Non abbiamo difficoltà a credere che a rafforzare lo spirito guerriero dei Demonios sassaresi abbiano contribuito quelle immagini, quegli sguardi, quelle richieste d’aiuto. Per la prima volta, quei Fanti compresero il significato della “guerra italiana”, e pur non dimenticando le loro origini (quella “antica zente ch’à s’innimigu frimmaiat su coro”, ovvero quell’ “antica stirpe che al nemico faceva fermare il cuore”, come recita l’inno della Brigata), sentivano familiarità e vicinanza per le popolazioni dell’Altopiano di Asiago, sconosciute fino a poco tempo prima.

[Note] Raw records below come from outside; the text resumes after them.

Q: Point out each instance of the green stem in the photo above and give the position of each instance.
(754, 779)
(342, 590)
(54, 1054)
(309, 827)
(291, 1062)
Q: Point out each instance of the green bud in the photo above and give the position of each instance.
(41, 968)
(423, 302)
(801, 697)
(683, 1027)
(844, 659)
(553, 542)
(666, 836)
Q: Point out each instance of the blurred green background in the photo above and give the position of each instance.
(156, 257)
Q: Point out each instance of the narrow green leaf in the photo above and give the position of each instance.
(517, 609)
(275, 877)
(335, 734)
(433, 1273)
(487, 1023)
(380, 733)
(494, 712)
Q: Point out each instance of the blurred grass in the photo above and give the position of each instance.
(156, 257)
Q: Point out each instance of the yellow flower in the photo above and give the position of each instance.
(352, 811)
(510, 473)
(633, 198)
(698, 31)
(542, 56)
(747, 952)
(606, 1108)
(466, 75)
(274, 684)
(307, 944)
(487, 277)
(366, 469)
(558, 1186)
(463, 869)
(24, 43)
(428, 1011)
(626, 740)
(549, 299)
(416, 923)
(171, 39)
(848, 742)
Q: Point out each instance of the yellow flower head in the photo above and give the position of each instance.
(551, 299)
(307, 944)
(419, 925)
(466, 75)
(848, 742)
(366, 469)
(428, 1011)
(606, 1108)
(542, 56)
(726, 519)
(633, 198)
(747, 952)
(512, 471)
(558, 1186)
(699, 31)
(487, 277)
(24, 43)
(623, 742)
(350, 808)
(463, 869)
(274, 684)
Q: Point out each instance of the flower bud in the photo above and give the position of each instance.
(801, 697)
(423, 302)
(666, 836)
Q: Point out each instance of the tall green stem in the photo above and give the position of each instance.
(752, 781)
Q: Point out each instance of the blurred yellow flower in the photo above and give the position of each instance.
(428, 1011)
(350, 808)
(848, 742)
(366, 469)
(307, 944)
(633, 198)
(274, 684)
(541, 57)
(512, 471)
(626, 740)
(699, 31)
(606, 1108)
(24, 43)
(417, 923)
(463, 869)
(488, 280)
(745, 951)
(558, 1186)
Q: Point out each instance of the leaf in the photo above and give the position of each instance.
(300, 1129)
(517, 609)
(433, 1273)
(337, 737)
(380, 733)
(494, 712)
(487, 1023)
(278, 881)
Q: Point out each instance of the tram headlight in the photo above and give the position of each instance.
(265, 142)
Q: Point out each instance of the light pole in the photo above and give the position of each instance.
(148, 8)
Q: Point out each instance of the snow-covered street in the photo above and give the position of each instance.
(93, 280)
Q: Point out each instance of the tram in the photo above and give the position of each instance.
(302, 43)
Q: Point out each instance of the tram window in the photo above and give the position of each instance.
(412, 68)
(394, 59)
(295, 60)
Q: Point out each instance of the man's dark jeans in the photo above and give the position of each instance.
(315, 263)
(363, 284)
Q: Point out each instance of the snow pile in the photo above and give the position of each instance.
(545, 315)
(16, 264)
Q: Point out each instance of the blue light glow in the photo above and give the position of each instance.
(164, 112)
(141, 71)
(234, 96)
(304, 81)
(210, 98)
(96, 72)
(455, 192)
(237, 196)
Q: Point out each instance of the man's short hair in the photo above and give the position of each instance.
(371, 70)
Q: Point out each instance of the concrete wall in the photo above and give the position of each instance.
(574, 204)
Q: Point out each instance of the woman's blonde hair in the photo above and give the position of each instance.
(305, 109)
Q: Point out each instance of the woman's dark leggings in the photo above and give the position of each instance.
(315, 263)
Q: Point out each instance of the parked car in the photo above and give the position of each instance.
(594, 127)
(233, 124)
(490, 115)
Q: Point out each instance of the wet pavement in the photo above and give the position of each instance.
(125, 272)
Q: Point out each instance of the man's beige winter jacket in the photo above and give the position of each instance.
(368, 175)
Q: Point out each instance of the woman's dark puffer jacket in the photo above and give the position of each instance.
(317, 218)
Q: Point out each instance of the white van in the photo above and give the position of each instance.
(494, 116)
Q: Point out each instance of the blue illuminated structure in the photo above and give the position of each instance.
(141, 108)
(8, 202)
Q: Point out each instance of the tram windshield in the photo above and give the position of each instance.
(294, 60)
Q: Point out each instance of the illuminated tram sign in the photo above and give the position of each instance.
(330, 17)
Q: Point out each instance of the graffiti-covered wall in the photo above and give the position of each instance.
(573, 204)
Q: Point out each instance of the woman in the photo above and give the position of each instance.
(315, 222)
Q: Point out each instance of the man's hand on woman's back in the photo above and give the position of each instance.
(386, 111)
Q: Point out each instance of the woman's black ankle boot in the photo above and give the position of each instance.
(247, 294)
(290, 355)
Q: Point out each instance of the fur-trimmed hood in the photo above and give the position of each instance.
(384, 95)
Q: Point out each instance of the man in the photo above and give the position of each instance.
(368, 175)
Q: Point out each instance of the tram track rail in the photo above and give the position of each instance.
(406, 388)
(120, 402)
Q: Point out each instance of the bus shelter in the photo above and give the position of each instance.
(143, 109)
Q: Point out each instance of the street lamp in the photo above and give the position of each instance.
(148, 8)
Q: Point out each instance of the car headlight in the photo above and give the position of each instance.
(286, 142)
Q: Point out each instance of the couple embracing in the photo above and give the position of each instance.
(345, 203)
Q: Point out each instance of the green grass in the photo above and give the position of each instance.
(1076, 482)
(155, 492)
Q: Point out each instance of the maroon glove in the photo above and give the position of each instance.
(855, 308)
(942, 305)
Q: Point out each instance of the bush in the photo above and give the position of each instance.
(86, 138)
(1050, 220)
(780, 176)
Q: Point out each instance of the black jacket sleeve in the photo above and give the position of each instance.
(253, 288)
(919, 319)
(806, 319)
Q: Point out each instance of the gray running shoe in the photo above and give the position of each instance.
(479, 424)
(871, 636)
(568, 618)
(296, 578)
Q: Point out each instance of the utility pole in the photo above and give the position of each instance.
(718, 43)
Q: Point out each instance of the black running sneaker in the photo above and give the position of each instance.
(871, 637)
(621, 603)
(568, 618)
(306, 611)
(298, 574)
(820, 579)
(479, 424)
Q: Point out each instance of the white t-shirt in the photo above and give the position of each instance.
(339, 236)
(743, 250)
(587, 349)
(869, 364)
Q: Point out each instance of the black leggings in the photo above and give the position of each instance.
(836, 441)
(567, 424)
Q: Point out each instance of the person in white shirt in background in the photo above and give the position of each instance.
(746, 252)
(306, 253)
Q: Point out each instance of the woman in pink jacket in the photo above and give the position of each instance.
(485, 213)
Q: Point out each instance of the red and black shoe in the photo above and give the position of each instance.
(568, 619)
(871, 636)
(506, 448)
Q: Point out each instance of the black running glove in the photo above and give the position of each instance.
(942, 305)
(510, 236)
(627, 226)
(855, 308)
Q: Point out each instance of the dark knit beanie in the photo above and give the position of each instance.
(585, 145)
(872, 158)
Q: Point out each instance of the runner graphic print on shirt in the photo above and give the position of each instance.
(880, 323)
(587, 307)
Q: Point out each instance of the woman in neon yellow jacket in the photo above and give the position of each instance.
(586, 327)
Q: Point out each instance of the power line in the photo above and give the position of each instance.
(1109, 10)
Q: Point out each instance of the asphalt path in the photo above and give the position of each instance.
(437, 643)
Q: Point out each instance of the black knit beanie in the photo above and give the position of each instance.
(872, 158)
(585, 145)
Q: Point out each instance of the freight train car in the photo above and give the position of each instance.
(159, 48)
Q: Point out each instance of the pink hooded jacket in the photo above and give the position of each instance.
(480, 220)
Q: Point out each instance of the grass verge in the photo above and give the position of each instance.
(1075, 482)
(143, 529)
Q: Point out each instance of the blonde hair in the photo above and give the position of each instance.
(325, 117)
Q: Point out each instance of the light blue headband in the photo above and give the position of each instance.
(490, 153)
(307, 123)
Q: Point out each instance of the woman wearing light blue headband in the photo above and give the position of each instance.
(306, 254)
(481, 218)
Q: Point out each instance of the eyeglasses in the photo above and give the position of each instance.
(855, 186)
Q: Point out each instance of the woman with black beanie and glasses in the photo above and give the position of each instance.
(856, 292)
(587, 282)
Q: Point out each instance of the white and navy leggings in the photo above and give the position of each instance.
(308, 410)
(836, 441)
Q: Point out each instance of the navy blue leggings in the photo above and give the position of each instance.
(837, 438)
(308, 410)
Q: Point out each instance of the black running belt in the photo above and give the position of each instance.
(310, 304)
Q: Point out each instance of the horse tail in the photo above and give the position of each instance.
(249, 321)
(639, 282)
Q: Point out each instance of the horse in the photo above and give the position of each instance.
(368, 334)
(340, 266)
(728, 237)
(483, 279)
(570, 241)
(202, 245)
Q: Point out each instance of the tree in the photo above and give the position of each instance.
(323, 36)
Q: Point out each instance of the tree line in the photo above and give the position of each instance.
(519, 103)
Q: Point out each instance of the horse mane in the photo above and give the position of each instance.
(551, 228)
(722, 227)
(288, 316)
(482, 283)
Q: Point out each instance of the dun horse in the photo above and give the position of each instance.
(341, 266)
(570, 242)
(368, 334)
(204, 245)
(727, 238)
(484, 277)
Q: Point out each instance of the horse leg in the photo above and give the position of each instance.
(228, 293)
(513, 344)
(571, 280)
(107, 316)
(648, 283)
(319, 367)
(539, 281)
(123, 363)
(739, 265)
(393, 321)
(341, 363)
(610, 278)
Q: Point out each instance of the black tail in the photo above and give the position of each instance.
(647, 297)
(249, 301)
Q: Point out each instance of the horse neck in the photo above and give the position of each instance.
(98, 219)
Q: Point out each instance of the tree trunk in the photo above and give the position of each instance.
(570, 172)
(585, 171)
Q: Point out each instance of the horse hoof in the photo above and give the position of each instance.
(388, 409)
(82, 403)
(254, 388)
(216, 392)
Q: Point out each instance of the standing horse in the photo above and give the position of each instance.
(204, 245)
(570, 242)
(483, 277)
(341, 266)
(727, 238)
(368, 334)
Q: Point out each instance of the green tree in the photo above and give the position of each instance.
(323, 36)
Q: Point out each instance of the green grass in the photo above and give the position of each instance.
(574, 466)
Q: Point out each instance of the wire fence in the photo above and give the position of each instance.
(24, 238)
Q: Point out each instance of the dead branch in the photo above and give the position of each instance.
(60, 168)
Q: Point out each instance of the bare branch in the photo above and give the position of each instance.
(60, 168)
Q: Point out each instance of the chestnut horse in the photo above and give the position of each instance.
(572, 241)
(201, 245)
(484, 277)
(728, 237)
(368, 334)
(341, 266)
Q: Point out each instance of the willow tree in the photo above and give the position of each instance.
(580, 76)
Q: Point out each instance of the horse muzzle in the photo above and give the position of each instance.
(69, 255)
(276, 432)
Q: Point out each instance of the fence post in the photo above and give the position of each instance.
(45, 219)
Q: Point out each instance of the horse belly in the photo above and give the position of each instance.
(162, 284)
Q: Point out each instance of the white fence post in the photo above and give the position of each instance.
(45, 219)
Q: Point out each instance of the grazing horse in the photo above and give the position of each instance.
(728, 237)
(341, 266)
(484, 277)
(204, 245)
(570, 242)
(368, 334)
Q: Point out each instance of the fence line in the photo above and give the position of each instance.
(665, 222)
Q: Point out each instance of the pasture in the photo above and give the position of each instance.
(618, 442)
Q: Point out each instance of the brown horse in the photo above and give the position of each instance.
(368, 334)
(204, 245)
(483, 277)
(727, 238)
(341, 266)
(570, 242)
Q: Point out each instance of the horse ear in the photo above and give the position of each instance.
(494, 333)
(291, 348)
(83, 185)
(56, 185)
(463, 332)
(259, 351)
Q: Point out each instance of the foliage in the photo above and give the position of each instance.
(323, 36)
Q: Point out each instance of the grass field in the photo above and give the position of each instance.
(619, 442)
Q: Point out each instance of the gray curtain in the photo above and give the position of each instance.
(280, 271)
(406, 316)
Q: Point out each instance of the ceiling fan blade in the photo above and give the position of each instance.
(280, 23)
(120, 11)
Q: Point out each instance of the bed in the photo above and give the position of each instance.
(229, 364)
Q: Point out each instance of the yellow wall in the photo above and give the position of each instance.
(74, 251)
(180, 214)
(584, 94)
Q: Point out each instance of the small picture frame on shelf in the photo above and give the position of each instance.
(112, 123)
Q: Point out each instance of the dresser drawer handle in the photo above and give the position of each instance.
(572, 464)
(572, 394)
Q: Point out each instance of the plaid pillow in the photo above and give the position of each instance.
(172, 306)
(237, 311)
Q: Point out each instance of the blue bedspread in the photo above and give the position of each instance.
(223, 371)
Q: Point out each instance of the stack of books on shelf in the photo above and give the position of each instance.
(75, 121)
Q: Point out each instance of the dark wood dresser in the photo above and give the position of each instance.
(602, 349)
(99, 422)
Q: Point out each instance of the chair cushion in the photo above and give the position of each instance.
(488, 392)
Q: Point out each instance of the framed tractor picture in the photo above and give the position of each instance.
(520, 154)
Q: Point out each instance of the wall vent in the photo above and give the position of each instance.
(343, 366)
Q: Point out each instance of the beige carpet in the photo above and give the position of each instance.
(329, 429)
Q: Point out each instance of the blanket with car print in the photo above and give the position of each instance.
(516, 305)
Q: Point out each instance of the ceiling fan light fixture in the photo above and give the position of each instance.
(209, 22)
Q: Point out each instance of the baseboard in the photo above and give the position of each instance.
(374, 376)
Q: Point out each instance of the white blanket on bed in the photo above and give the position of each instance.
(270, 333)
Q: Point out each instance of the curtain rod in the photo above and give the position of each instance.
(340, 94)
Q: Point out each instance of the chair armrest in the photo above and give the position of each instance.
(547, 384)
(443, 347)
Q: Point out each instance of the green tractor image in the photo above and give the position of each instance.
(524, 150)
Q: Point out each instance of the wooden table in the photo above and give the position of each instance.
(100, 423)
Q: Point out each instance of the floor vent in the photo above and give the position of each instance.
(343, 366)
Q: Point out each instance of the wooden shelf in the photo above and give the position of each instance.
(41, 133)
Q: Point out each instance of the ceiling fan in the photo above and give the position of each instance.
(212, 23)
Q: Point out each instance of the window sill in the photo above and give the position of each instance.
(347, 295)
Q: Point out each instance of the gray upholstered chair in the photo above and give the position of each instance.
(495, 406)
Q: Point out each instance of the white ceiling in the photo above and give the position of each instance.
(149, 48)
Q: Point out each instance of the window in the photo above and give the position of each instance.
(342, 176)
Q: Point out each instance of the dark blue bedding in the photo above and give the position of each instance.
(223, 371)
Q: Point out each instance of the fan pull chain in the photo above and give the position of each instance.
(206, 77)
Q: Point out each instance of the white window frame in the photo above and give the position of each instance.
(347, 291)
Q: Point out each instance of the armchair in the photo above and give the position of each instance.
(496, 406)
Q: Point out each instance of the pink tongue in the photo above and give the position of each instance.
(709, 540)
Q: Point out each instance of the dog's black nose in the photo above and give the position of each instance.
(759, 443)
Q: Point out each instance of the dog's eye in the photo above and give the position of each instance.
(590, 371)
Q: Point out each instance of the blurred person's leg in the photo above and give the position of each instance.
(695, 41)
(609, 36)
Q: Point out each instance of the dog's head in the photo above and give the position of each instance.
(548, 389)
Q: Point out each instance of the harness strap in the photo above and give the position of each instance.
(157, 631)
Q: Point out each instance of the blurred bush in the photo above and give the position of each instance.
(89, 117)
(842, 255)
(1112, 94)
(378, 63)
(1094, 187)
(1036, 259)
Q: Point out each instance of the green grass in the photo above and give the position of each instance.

Adesso invece, le loro tragedie di contadini sono fatte proprie dai Fanti sardi, e riconosciute come simili alle proprie, ovvero simili a quell’esistenza grama che molti conducevano nell’Isola.

Un episodio, questo, che ai più appare marginale, ma che in realtà da un lato segna una svolta nella percezione che molti militari avevano della guerra, e dall’altro testimonia la vicinanza morale della popolazione civile all’Esercito Italiano, la comprensione dell’importanza del suo ruolo per le sorti dell’Italia e la sicurezza dei suoi abitanti.

Lo sforzo bellico nell’Altopiano ricadde in buona parte sulle spalle della Sassari, che si batté con estremo coraggio lasciando sul terreno migliaia di effettivi, e inchiodando l’esercito austriaco sull’Altopiano - in quel fatidico 16 giugno del 1916 -, dove resterà fino al 28 gennaio del ’18, quando con la vittoriosa “Battaglia dei Tre Monti” la Sassari sfonderà la linea nemica.

Migliaia di fanti sardi caduti, consapevoli, però, di non morire soltanto in nome dell’orgoglio isolano, ma anche e soprattutto per le sorti dell’Italia. Un impegno fortemente sentito, come recita la chiusa dell’inno della Brigata: “Sa Fide nostra no la pagat dinari, aioh! Dimonios, avanti! Forza! Paris!” (“La nostra Fedeltà non la compra il denaro, andiamo! Diavoli, avanti! Forza! Insieme!”). In quei difficili giorni sull’Altopiano di Asiago, nacque nel popolo la certezza di poter contare sulla forza dell’Esercito, finalmente percepito come un elemento vitale per il Paese.

Per questo, la Prima Guerra Mondiale - pur costando il sacrifico di 650.000 Caduti e circa 2.500.000 soldati feriti -, permise di raggiungere l’Unità geografica, e aiutò anche, per le circostanze che ne derivarono, a rafforzare la solidarietà fra l’Esercito e i civili, alla base dell’unità sociale di uno Stato. Le tante infamanti vicende della seconda Guerra Mondiale, incrinarono non poco questa reciproca solidarietà, ma anche questa è un’altra storia.